I began to write prose as a form as an adult, when my kids were finally in school. I began to use my poetic leanings and knead the words into longer thoughts, sentences stretched out like braids of dough. I would thread them one through the other in story. For me, writing non-fiction short form personal essay was the path of poetry into prose. And for me, the path yields the stuff that fills the banquet table I mean to set. I want it to be beautiful and rich, satisfying and intriguing.
Writing provides an insight into myself that I need. I want to read the words on the page and find in them some new discovery, some new depth I did not recognize before. I resonate with the words of author Joan Didion when she states, “I write entirely to find out what I'm thinking, what I'm looking at, what I see and what it means. What I want and what I fear.” Writing poetry started that process for me, writing longer form intensifies that process and brings it more toward completion.

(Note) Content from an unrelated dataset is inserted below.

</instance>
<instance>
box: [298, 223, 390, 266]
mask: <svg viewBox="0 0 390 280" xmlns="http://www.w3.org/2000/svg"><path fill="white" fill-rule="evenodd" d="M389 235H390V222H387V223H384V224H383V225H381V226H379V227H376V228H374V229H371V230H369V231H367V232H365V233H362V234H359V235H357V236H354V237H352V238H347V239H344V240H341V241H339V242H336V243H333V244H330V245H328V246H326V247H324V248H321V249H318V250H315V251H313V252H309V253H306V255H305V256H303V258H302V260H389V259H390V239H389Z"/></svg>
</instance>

Spending time on the mobile or web platform of Prose gives me an opportunity to experiment and get immediate feedback, something that most of us as writers do not have the chance to receive. We are often so isolated in our writing. Who can understand that desire to make mud pies? Who can stand to wait long enough for us to move into pastry and meat? It’s a long process and it takes nurturing and care, waiting for the dough to rise, the heat to bake, the air to cool. Prose allows us to share our work in progress and to share in that process along with fellow writers. It is a sort of online writer’s group, a community of support and encouragement no matter where one falls on the pie-making spectrum.
Why Prose? Because we are makers and the world is hungry.